No obstante, la condición de patriotas no solo se exigirá a los candidatos al parlamento hongkonés. El ejecutivo chino y las autoridades locales han decidido reclamar a todos los funcionarios que pasen pruebas estrictas de patriotismo. Una condición que afecta de manera especial a los jueces que ejercen en Hong Kong. Muchos de ellos son británicos, canadienses o australianos, que realizan sus servicios como especialistas en derecho consuetudinario y que con su labor han convertido el Tribunal de Apelaciones de esta ciudad en uno de los más fiables de Asia. Una garantía que a partir de ahora estará en juego, al verse expuestos a una mayor presión política como consecuencia de esta exigencia de lealtad al país y al partido, lo que en choca con el principio de independencia judicial.

 

«Todos los alumnos deberán memorizar, a partir de los seis años, los delitos tipificados como antipatriotas en la nueva ley de seguridad nacional»

 

Pekín, sin embargo, no solo exige lealtad a los profesionales. Su preocupación por la estabilidad social ha llevado a sus líderes a modificar también los planes de estudio para remodelar la sociedad hongkonesa del futuro. En febrero, promovieron una iniciativa patriótica para enseñar a los niños “un sentido de pertenencia al país” y un “afecto por el pueblo chino”. Las enseñanzas irán acompañadas de la exigencia de que todos los alumnos deberán memorizar, a partir de los seis años, los delitos tipificados como antipatriotas en la nueva ley de seguridad nacional. La legislación castiga con penas de hasta cadena perpetua la secesión, subversión, el terrorismo y la confabulación con fuerzas extranjeras.

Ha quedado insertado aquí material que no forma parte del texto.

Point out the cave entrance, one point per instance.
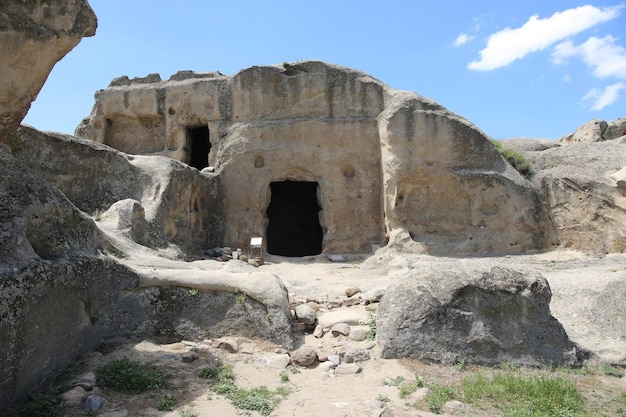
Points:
(198, 142)
(294, 227)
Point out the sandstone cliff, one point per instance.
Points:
(34, 35)
(384, 164)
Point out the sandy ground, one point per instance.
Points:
(576, 280)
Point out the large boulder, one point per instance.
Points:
(597, 131)
(582, 186)
(34, 35)
(483, 316)
(60, 296)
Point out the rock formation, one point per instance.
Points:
(582, 186)
(63, 273)
(297, 150)
(34, 35)
(490, 316)
(321, 158)
(597, 131)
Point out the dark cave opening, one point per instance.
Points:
(198, 141)
(294, 227)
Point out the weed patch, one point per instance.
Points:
(259, 399)
(514, 158)
(125, 375)
(517, 395)
(48, 405)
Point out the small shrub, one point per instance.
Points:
(383, 398)
(125, 375)
(48, 405)
(240, 297)
(209, 372)
(438, 397)
(525, 396)
(371, 322)
(260, 399)
(514, 158)
(610, 370)
(394, 382)
(167, 402)
(97, 214)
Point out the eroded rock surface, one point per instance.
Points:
(34, 35)
(378, 161)
(486, 316)
(582, 187)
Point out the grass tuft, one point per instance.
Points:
(48, 405)
(518, 395)
(514, 158)
(259, 399)
(128, 376)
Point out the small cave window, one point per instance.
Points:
(293, 213)
(200, 145)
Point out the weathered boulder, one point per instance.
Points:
(483, 316)
(179, 204)
(596, 131)
(615, 129)
(60, 297)
(592, 131)
(581, 185)
(305, 153)
(34, 35)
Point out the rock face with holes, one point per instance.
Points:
(57, 282)
(167, 202)
(483, 316)
(34, 35)
(321, 158)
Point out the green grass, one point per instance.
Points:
(514, 158)
(438, 396)
(167, 402)
(371, 322)
(610, 370)
(48, 405)
(518, 395)
(383, 398)
(259, 399)
(128, 376)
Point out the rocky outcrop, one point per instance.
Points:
(34, 35)
(581, 185)
(363, 162)
(485, 316)
(59, 297)
(597, 131)
(68, 282)
(172, 203)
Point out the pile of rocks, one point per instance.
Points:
(84, 393)
(345, 336)
(226, 254)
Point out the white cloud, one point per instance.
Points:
(603, 55)
(536, 34)
(462, 39)
(606, 97)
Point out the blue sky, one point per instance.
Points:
(530, 68)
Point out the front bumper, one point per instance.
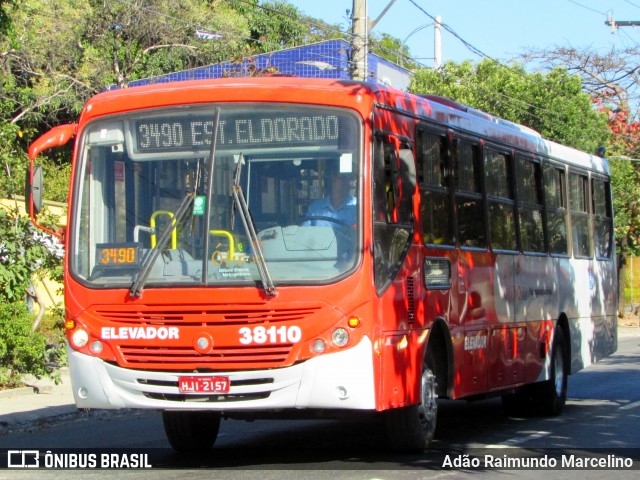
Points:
(342, 380)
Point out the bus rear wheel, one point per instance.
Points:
(412, 428)
(191, 431)
(551, 396)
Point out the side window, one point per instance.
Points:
(556, 209)
(394, 182)
(603, 216)
(433, 178)
(468, 194)
(500, 200)
(579, 207)
(529, 188)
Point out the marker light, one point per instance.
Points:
(96, 347)
(80, 338)
(353, 322)
(319, 346)
(340, 337)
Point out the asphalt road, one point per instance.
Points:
(602, 418)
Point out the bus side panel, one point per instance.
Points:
(404, 318)
(592, 322)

Tras un año de aplicación, la normativa ha servido para desarbolar toda oposición al régimen y al gobierno local. Numerosos activistas han sido detenidos y condenados a penas de cárcel, incluidos prominentes líderes políticos prodemocráticos. Entre los casos más destacados se halla la reciente condena a 14 meses de prisión del magnate de la prensa independiente, Jimmy Lai, por “confabularse con fuerzas extranjeras” y organizar y participar en dos protestas no autorizadas en 2019.

La sentencia es vista como una advertencia a los medios de comunicación que osen criticar a Pekín, confirmando que las libertades democráticas que disfrutaban los hongkoneses han desaparecido y que la ciudad ha pasado a estar regida bajo el principio de “un país, dos sistemas… con características chinas”.